Former prime minister Theresa May described the gender pay gap as a “burning injustice” that “mars our society”, when her government introduced compulsory reporting in 2018. She said the gap ought to be closed within a generation.
The government says things are moving in the right direction. According to a spokesperson for its Equality Hub, “the national gender pay gap has fallen significantly under this government – and by approximately a quarter in the last decade, with 1.9 million more women in work than in 2010. This is a result of this government enacting legislation for the right to flexible working, shared parental leave and pay – including a new online tool to check eligibility – and doubling free childcare for eligible working parents.”

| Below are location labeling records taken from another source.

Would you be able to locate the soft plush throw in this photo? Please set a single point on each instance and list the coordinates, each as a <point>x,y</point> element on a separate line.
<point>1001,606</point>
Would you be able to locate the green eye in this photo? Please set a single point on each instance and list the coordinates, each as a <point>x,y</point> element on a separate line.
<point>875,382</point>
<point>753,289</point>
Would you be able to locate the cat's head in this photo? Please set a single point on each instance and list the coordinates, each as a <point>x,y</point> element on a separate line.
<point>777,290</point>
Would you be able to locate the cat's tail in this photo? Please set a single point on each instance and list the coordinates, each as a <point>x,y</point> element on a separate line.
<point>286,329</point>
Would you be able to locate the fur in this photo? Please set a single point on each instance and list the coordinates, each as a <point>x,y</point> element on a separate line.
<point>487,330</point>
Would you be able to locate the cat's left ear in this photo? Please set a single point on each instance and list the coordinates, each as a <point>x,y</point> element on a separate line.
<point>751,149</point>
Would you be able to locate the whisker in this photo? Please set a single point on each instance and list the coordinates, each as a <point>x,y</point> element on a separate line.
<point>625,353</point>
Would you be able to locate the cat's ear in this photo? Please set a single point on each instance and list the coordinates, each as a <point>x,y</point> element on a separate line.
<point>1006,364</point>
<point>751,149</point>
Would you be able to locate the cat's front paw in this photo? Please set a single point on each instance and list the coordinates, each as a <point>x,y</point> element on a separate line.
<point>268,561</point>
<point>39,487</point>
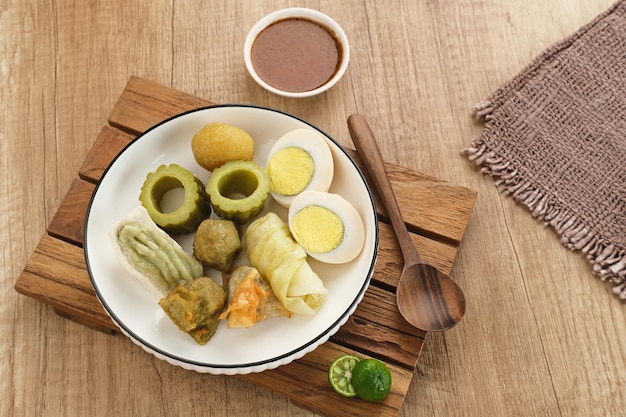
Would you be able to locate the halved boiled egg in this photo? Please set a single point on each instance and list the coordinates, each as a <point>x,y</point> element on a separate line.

Even as construction-sector employers strive to reduce gender pay gaps, a further complication is looming. “You could say that gender pay-gap reporting, aka male and female reporting, is slightly out of date now,” says Ellis. “We should be looking at all genders – non-binary as well. Should it be wider than just male and female reporting?”
Compulsory pay-gap reporting
Regulations imposed in 2017 under the Equality Act 2010 mean that all employers with 250 or more staff must report their gender pay gap by law. Failure to do so may lead to enforcement action by the Equality and Human Rights Commission, including public naming and shaming, and ultimately an unlimited fine if convicted.
Reports must publish mean and median pay gaps between men and women, divided into four quarters, from the highest paid to the lowest paid. This division into four groups is intended to provide finer detail about how the overall pay gap breaks down within the organisation’s hierarchy.
The government is due to carry out a review of the regulations this year.